# Pollen Color Chart?



## 1garysaccount (Aug 24, 2019)

We live in a rather rural area of Western Washington State. Our nearest neighbors are invisible from a human line of site with most land owned in blocks of 5-100 acres. Lots of time surrounds us. And while I can see what's flowering and growing in and around our pastures, that's about it. So when I see the bees coming back this time of year with different color pollens gathered, other than the orange from our own dandelion lawn/garden, I have no idea what they are bringing back. It's moot to them, though I am curious George about stuff like that. Are there any accurate pollen color charts that might be either state or region specific for the US available online?


----------



## Kuro (Jun 18, 2015)

I have not found a color chart specific for Western Washington. I think this Wikipedia site is still the best (https://en.wikipedia.org/wiki/List_of_pollen_sources). 

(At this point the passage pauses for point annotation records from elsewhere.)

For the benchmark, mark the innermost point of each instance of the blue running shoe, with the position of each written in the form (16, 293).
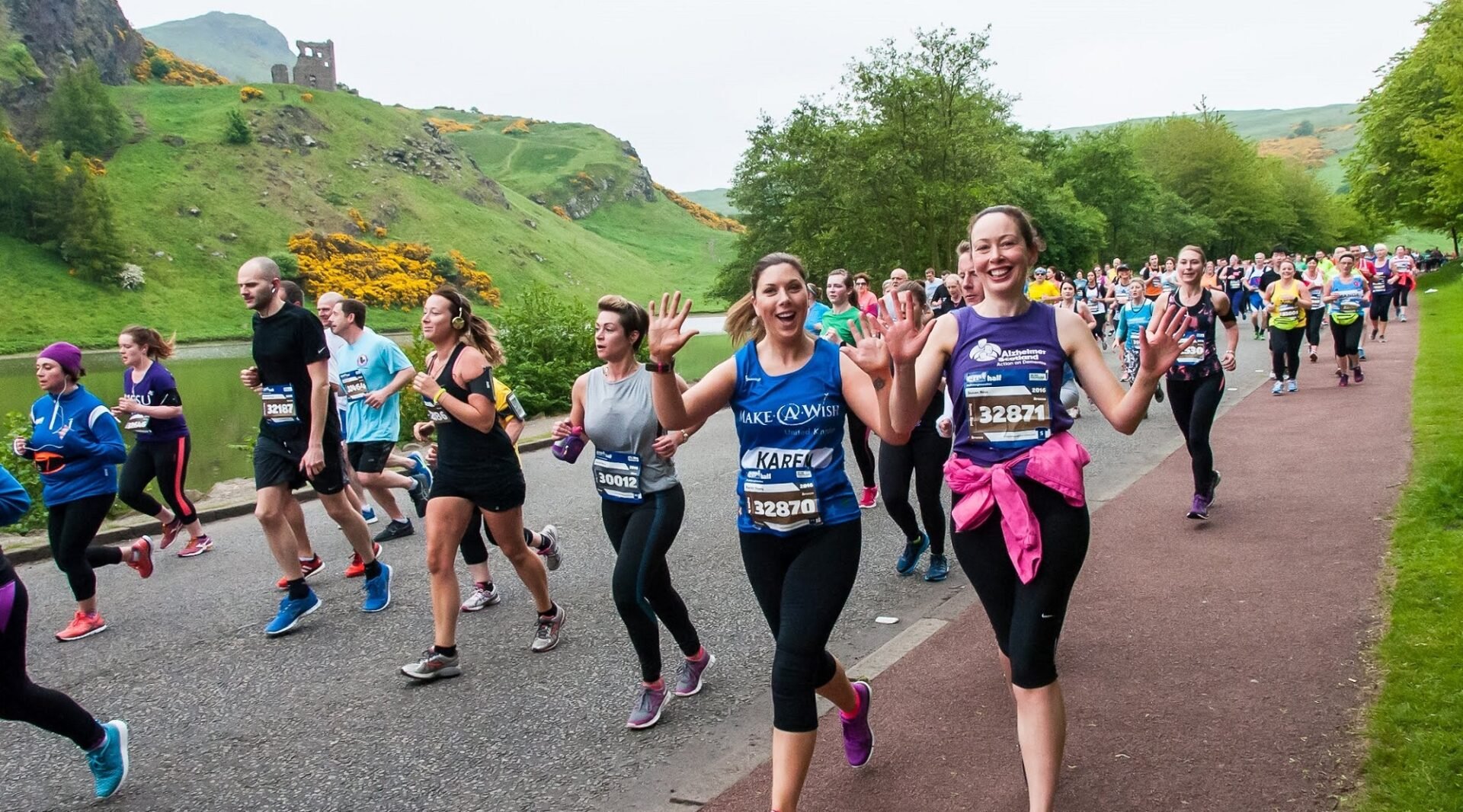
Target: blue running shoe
(292, 610)
(109, 762)
(912, 553)
(378, 591)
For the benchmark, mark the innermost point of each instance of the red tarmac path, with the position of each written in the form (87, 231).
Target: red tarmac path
(1207, 666)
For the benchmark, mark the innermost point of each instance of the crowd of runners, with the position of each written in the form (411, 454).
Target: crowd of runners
(969, 379)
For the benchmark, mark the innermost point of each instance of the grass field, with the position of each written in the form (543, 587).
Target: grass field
(1415, 759)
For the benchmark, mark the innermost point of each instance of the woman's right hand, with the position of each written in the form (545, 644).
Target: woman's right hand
(666, 319)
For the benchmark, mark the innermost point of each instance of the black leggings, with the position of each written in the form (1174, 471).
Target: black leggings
(1194, 407)
(925, 459)
(641, 535)
(802, 581)
(1285, 351)
(1027, 618)
(72, 526)
(862, 454)
(21, 700)
(167, 462)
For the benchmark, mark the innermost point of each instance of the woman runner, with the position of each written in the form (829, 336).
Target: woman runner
(1022, 524)
(477, 473)
(919, 459)
(76, 446)
(1197, 378)
(641, 502)
(1286, 302)
(798, 518)
(152, 410)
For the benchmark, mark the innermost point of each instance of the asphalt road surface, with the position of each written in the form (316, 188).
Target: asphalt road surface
(226, 719)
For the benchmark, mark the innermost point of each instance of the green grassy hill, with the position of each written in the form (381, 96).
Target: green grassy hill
(311, 163)
(236, 46)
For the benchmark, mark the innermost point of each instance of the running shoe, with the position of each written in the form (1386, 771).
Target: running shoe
(434, 664)
(109, 761)
(691, 678)
(170, 532)
(378, 590)
(308, 568)
(395, 530)
(482, 599)
(197, 546)
(357, 567)
(546, 631)
(648, 705)
(912, 553)
(938, 568)
(419, 495)
(139, 556)
(292, 610)
(550, 548)
(858, 738)
(81, 627)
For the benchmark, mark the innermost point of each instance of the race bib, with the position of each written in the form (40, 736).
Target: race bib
(782, 499)
(354, 385)
(616, 476)
(1008, 407)
(278, 404)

The popular pollen species my bees bring back look like the following (do Google search on the code to get the color). 

Cherry (#a8692a), March - April
Willow (#ebae3d), March - April
Dandelion (#eb721c), all year
Big-leaf maple (#838554), April
Tulip poplar (#d9d07e), June
Blackberry (#747a6d), June
Knotweed (#a8a772), August
Ivy (#e8af13), September - October


----------



## 1garysaccount (Aug 24, 2019)

Kuro said:


> I have not found a color chart specific for Western Washington. I think this Wikipedia site is still the best (https://en.wikipedia.org/wiki/List_of_pollen_sources).
> 
> Thank you. That's the one I found also. Even went so far as to generate a spreadsheet with tabs using the data there. It will help some, though lots of voids.


----------